The Federal Reserve is keeping interest rates unchanged, a move which will likely put a smile on the face of real estate players.
The Fed announced the policy statement on Jan. 27, Wednesday. With the market falling in the new year, all waited for what pace the central bank will set, as reported by The Real Deal.
It could indicate that the economic momentum is slowing down again if the Fed decides to move more hesitantly than expected on interest rates.
The announcement was closely watched as the Fed chose to increase short-term interest rates in December by 25 points, as expected by many in the real estate industry. However, the market turmoil this year has brought a question whether the increase was the right move.

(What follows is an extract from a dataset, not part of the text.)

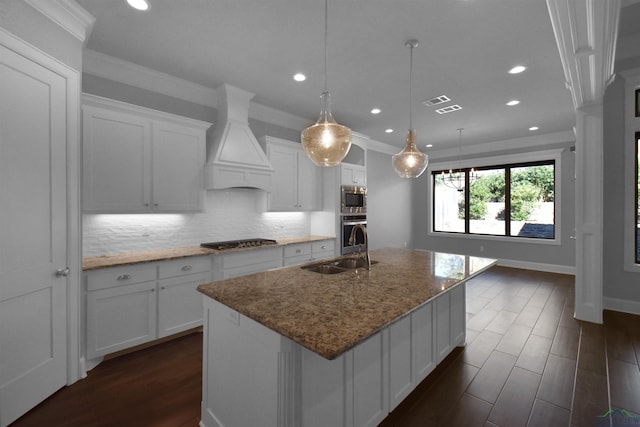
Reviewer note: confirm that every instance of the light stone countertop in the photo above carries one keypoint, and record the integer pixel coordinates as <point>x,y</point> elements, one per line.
<point>331,313</point>
<point>104,261</point>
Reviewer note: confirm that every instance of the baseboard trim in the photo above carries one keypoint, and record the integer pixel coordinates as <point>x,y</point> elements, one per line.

The stocks that have had a rough start to the new year may experience more pressure if the central bank maintains its December outlook with another hike on rates. But it could only show that the economy is not doing as well as before if the Fed proposed its pace of tightening will be slower than expected.
According to Reuters, the Feds kept the interest rates to closely monitor global economic and financial developments. A sign that had been considered for a selloff on stock market but was not ready to desert a plan to increase monetary policy this year.
Even with "gradual" rate increases, the Fed policymakers said that the economy was still on course for moderate growth and a stronger labor market. It suggests that its concern about global events had decreased but not blocked chances of a rate increase in March.
"The committee is closely monitoring global economic and financial developments and is assessing their implications for the labor market and inflation," the Fed said in its policy statement after a two-day meeting.